海市的秋夜,冷雨淅淅瀝瀝的下着。空氣中透着些許的寒氣,希爾頓的房間內,卻處處透着溫暖。
蘇好步步後退,最終到了角落裏,退無可退。
她低着頭,閉着眼,捏着小拳頭,卻還是控制不住身體的陣陣顫抖。
男人溫暖的氣息從頭上輕滑泄下,耳朵,還有下頜的小絨毛,一陣兒的往身體裏傳送電流。
“抬起頭來。”
男人的氣息帶給蘇好溫暖,卻掩不住語氣中的絲絲寒涼。
“……”
蘇好搖頭,慫的瑟瑟發抖,一點都沒有剛纔把那女人拎出門外的氣勢。
蘇好職業特殊,專門爲那些懷疑自己老公出軌的太太們抓小三,今天就是接了單來抓小三的。
直到把那女人拎出門才發現實物與照片不符。
一看房門才知道弄錯了,蘇好剛要離開,男人卻把她從門口拽了回來,然後,就是現在這個樣子。
她畢竟心虛,連反駁都不敢那麼疾言厲色。
男人已經不耐,他被下了藥,身體早已不受自己的控制。大手一撈,蘇好的臉蛋落入他的掌中,被他強制着抬起頭看自己。
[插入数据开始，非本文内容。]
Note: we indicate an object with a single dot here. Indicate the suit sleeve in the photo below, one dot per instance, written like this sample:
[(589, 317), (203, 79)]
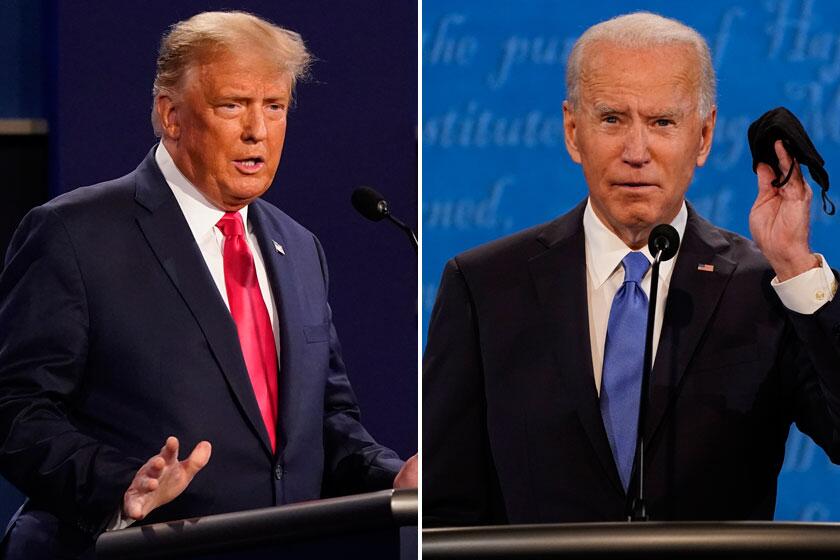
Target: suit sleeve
[(354, 461), (460, 485), (817, 360), (43, 350)]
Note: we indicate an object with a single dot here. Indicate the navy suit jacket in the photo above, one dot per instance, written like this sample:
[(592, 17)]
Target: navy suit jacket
[(512, 430), (115, 336)]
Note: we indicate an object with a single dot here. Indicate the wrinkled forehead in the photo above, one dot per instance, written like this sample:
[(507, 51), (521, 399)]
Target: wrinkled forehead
[(218, 64), (608, 68)]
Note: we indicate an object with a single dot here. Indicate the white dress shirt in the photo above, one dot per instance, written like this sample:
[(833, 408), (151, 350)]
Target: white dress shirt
[(202, 218), (604, 250)]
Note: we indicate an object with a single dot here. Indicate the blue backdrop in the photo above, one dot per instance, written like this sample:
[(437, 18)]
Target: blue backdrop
[(492, 135)]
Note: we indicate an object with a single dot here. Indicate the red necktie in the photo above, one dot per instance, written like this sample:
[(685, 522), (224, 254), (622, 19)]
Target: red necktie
[(251, 317)]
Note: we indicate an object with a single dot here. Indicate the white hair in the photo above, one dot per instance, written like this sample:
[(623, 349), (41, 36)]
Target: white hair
[(188, 41), (643, 30)]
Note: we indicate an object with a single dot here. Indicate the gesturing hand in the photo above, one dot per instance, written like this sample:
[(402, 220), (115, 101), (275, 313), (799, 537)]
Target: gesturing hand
[(780, 218), (163, 478)]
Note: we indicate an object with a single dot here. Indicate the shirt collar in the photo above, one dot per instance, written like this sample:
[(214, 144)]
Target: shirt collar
[(604, 249), (201, 214)]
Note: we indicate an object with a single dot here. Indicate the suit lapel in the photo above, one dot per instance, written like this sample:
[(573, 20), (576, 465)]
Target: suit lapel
[(559, 276), (693, 296), (166, 230)]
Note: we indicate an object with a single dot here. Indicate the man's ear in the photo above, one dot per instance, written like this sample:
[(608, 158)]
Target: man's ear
[(707, 133), (570, 131), (168, 117)]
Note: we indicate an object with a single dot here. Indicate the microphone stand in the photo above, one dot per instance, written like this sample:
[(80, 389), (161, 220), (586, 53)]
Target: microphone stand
[(638, 510), (407, 230)]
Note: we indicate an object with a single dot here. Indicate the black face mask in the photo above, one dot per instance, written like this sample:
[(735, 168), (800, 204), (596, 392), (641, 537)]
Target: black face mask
[(781, 124)]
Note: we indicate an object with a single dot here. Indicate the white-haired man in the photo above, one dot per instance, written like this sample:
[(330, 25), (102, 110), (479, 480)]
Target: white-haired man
[(172, 306), (533, 364)]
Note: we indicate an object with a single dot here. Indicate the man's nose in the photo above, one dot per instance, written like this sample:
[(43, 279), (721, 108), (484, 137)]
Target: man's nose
[(253, 125), (636, 146)]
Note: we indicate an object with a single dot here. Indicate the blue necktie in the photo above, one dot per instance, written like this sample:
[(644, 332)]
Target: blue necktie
[(621, 382)]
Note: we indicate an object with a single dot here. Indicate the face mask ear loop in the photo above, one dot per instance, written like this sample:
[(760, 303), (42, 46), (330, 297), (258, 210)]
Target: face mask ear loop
[(827, 201), (776, 183)]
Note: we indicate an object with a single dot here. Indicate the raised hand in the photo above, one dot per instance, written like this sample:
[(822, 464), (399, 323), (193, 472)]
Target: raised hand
[(163, 478), (780, 218)]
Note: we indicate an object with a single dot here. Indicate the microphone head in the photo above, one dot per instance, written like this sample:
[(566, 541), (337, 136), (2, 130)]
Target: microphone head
[(369, 203), (666, 239)]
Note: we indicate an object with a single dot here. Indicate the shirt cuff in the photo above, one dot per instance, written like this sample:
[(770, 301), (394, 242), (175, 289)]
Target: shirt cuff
[(809, 291), (119, 521)]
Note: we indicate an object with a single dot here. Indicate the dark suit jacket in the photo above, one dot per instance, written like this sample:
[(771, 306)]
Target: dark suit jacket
[(114, 337), (512, 430)]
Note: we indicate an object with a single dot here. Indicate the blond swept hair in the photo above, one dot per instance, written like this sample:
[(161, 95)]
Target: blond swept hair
[(644, 30), (186, 42)]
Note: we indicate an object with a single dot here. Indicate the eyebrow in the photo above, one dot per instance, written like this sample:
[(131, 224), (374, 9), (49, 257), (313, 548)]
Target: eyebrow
[(602, 109)]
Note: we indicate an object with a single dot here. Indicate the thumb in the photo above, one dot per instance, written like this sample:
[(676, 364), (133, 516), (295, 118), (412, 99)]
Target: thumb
[(198, 459), (765, 178)]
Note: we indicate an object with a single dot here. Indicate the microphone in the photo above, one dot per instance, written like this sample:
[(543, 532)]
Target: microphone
[(663, 238), (369, 203), (663, 243), (373, 206)]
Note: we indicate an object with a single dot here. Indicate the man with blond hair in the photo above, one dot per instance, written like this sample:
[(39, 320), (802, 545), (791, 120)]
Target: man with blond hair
[(172, 307), (532, 370)]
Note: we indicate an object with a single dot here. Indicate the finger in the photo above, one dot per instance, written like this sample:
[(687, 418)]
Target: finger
[(134, 510), (150, 484), (198, 459), (765, 178), (169, 451), (154, 468)]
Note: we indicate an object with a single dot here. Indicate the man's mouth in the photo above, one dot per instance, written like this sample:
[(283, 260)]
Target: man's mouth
[(633, 184), (249, 165)]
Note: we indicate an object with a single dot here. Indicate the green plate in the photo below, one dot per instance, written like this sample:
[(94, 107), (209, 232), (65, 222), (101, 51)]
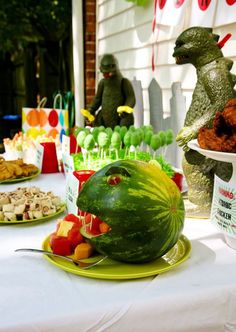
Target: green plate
[(110, 269), (6, 222), (16, 180)]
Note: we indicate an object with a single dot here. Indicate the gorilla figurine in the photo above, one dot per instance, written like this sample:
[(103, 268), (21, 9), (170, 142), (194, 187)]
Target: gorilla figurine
[(114, 100)]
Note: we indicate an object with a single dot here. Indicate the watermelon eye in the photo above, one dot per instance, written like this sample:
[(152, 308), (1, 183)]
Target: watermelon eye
[(114, 180)]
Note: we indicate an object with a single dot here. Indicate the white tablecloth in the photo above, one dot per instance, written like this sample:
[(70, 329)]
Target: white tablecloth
[(198, 295)]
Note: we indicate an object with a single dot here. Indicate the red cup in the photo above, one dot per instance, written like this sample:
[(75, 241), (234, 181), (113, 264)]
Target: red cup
[(178, 179), (50, 162), (82, 176)]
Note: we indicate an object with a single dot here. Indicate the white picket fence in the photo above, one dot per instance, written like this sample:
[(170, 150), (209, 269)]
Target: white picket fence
[(175, 120)]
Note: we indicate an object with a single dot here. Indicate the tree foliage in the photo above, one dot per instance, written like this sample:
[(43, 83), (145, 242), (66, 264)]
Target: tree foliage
[(27, 21)]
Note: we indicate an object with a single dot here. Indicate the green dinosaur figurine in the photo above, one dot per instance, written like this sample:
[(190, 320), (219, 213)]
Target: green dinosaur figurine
[(113, 91), (215, 86)]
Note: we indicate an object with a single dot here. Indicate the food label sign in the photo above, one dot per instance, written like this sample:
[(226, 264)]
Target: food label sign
[(223, 211)]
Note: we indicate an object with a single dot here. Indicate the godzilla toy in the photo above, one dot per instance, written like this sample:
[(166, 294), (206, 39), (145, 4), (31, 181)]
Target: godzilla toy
[(113, 91), (214, 88)]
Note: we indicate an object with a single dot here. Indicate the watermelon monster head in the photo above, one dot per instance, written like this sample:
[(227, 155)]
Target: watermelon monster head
[(141, 204)]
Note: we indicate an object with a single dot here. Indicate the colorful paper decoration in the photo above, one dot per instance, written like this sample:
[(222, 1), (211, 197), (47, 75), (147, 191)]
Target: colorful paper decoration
[(45, 121)]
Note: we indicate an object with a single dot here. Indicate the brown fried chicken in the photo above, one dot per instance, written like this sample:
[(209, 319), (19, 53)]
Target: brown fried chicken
[(222, 137)]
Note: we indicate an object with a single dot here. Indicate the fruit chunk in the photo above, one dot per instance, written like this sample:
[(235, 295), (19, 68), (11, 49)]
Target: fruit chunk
[(74, 218), (60, 245), (74, 236), (64, 227), (83, 250)]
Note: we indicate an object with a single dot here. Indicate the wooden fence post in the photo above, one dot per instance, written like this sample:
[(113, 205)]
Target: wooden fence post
[(138, 109), (177, 111), (155, 105)]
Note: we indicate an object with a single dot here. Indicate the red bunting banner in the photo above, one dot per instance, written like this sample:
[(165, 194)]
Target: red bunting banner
[(203, 4)]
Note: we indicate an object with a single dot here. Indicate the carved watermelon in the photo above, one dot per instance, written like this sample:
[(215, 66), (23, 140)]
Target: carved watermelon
[(141, 204)]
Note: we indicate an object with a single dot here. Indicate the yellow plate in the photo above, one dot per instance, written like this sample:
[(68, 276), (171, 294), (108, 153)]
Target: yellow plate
[(16, 180), (7, 222), (110, 269)]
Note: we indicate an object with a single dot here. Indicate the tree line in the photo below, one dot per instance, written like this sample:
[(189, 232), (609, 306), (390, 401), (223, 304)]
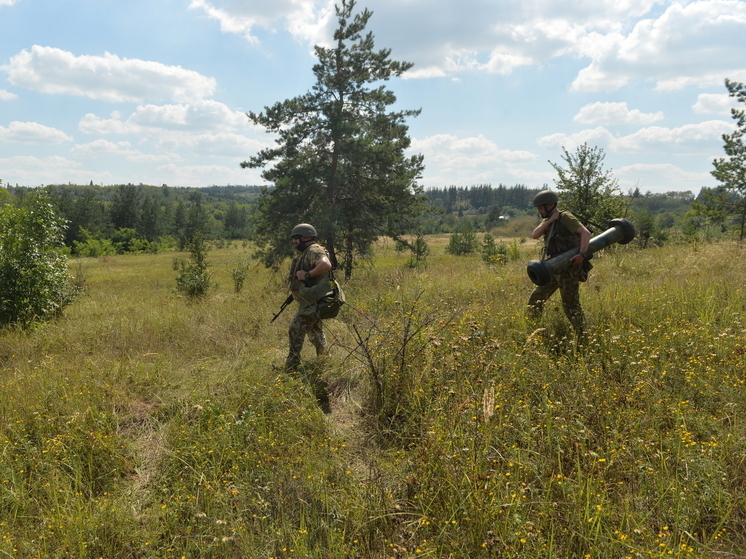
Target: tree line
[(143, 218)]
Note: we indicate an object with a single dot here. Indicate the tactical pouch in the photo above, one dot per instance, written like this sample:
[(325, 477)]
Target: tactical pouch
[(329, 305)]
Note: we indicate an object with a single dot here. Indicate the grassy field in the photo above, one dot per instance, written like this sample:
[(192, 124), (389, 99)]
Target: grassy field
[(443, 424)]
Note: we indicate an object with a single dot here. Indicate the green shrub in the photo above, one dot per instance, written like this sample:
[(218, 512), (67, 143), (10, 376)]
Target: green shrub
[(492, 252), (34, 283), (194, 279), (462, 243)]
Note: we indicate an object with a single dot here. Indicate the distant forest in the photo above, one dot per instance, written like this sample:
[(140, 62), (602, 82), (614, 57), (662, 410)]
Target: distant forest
[(137, 218)]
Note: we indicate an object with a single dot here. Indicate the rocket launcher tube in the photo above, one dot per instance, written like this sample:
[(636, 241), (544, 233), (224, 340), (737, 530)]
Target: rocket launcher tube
[(620, 231)]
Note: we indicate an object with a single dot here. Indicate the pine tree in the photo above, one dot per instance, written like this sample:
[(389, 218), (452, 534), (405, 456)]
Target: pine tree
[(339, 162), (731, 171)]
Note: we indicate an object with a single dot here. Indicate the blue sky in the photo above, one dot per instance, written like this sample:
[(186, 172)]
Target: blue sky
[(156, 91)]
昏暗的燈光,蘇好看不太清男人的面容,只不過距離太近,男人鋒利的眉角,深邃的眸眼,看起來有些熟悉。
哪怕是在這樣一觸即發的時刻,那雙眼眸依舊,高深莫測。
……
蘇好從酒店跑了出來,順後攔了出租車,坐上之後才長長出了口氣。
死裏逃生的慶幸之後,撥通了一個電話,一接通,她就激動的感謝,“兒子,今晚上你可真是太給力了。”
電話那邊慵懶軟糯的聲音響起,快要萌化人的心,“媽咪,你告訴過我,晚上十二點還不回來,就讓我告訴保安叔叔你出事了。”
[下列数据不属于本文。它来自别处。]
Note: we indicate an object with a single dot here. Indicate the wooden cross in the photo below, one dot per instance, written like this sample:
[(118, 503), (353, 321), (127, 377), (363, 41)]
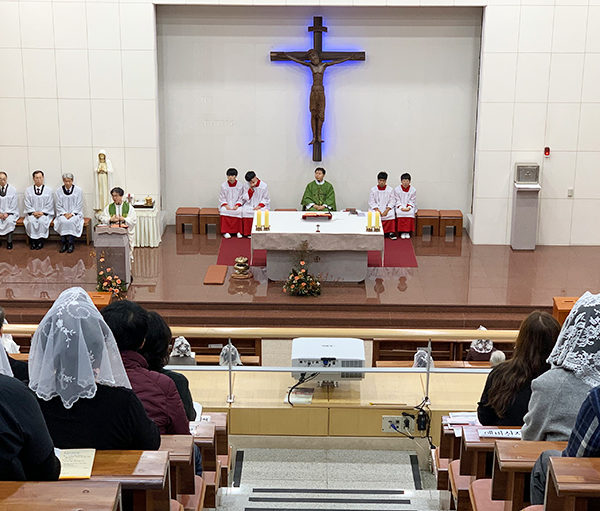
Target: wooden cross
[(325, 56)]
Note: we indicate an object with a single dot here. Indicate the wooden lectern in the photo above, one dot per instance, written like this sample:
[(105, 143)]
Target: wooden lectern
[(113, 244)]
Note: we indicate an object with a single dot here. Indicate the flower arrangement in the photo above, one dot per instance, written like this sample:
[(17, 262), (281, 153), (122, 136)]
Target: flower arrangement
[(108, 281), (302, 283)]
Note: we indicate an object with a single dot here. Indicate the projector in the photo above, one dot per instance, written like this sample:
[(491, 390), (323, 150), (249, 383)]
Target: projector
[(309, 354)]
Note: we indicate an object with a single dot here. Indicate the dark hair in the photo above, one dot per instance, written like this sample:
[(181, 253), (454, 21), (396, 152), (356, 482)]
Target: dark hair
[(158, 339), (537, 336), (128, 322)]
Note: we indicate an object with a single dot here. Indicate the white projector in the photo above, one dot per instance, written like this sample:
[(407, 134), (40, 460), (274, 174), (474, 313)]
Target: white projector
[(309, 354)]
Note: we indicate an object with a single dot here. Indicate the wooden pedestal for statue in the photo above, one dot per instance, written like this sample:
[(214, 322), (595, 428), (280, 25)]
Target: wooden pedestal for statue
[(113, 244)]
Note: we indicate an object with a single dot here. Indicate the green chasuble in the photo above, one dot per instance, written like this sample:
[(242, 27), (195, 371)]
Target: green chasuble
[(319, 195)]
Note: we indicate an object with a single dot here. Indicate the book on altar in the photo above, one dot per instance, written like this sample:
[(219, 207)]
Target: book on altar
[(500, 433), (75, 463)]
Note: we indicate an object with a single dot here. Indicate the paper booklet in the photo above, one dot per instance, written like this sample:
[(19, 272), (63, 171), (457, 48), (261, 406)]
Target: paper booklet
[(75, 463), (500, 433)]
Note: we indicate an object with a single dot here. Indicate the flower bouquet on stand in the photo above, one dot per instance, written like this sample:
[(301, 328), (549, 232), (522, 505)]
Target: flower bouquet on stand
[(302, 283), (109, 282)]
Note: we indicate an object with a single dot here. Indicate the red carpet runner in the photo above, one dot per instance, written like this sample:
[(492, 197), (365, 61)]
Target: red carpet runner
[(398, 253)]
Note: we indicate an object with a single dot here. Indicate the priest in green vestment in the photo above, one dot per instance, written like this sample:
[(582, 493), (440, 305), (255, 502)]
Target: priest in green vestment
[(319, 194)]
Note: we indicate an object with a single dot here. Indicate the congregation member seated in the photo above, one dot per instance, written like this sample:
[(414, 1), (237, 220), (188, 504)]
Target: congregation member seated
[(77, 374), (584, 442), (508, 386), (406, 206), (129, 324), (9, 209), (156, 352), (319, 194), (557, 395), (69, 213), (39, 211), (382, 198), (255, 197), (230, 205), (26, 448)]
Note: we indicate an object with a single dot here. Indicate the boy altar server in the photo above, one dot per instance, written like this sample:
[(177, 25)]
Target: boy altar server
[(319, 194), (255, 197), (382, 198), (69, 213), (39, 211), (9, 209), (406, 206), (230, 200)]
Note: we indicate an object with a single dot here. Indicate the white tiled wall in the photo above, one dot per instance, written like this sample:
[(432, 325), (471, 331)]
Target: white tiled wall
[(81, 75)]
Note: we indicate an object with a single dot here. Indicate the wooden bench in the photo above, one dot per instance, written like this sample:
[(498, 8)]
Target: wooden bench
[(451, 218), (59, 495), (187, 216), (87, 229), (428, 218), (573, 484), (210, 216), (513, 462)]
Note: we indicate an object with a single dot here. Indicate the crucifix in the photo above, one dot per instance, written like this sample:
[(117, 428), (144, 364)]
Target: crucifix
[(318, 61)]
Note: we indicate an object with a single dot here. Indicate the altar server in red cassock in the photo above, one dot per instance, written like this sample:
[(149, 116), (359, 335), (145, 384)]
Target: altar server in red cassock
[(256, 197), (230, 201), (382, 198), (406, 206)]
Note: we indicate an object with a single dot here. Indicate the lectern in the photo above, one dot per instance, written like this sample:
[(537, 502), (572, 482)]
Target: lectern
[(113, 244)]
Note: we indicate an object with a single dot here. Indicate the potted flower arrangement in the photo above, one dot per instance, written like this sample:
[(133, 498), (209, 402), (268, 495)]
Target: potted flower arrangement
[(109, 282), (301, 283)]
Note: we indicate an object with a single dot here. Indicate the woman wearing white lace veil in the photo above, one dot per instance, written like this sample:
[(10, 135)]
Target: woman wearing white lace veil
[(558, 394), (77, 373)]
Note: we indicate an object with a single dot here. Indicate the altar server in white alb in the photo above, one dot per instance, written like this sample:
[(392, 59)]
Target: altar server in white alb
[(122, 213), (39, 211), (382, 198), (9, 209), (230, 205), (256, 197), (68, 200), (406, 206)]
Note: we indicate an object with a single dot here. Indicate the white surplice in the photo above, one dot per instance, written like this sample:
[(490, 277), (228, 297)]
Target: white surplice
[(383, 199), (9, 204), (72, 203), (38, 227)]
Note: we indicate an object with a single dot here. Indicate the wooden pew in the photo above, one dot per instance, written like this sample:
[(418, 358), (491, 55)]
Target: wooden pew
[(144, 476), (513, 461), (60, 495), (573, 484)]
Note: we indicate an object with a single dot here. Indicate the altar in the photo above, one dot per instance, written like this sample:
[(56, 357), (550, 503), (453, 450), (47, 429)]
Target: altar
[(336, 249)]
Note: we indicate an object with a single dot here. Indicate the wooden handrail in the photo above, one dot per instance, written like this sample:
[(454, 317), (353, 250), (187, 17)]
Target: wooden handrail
[(409, 334)]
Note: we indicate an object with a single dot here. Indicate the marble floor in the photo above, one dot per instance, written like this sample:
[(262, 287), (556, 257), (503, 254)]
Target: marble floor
[(310, 479)]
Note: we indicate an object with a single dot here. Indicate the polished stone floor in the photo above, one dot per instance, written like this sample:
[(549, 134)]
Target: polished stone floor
[(449, 272)]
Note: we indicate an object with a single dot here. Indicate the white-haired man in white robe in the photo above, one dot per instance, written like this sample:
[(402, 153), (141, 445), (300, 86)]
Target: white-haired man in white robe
[(9, 209), (122, 213), (68, 200), (39, 211)]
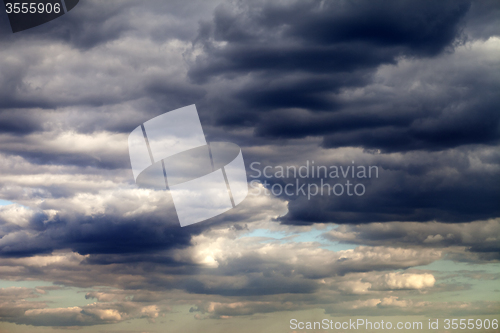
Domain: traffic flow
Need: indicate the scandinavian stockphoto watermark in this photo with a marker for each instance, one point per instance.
(170, 152)
(310, 179)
“所以我要謝謝寶貝。媽咪這就回去給你做飯喫,想喫甚麼告訴我。”
寶貝搖頭,看着不遠處桌子上的美味佳餚,“媽咪,飯菜我已經做好了,最簡單美味的方便麪。”
“.........愛死你了寶貝,我這就回去。”
掛掉電話的蘇好要多欣慰有多欣慰,甚麼傅岑秋都拋之腦後,她這兒子是全天底下最好的兒子,懂事又體貼,簡直比小棉襖還小棉襖。
這麼好的小寶貝,她得好好藏着,不能讓別人知道。
尤其是……
黑暗中依舊棱角分明的臉龐驟然闖進腦海,蘇好渾身一激靈,不管是誰,只要和她搶兒子,她就和那個人拼命。
回家吃了兒子做的美味佳餚,又抱着寶貝兒子,蘇好才沉沉睡去。
第二天上午,被一陣聒噪的電話鈴吵醒,她按了掛斷,電話再次打了過來,不依不饒。
“喂。”
“馬上回來一趟,給你一個小時。”
電話那邊粗厚暴躁的男人聲音響起來得快,掛掉的也快。
……
夜晚的御苑格外安靜,哪怕今天是二少爺的新婚日,也和平常並無兩樣。
傅岑秋坐着輪椅緩緩進了客廳,管家走了過來,恭敬鞠躬,“少爺,新娘子已經送到了您的房間。”
“好。”
輪椅上的二少爺,面色稍顯蒼白,一米八幾的身體有些慵懶無力的靠在輪椅背上,瘦弱的身體根本撐不起身上酒紅色的西裝,鬆鬆垮垮的,更顯病態。
管家看着傅岑秋這幅樣子,苦在心裏。
想當初他家少爺風華正茂意氣風發,這傅家繼承人的位子眼看就是他的了,一場車禍,毀了他的雙腿,也打擊了他的精氣神,從那之後,少爺就是這副病懨懨的模樣。
“我推你上去。”
管家推得格外平穩,利用特製的電梯將傅岑秋送到二樓臥室,推門而進,昏迷的蘇家小姐還未醒過來。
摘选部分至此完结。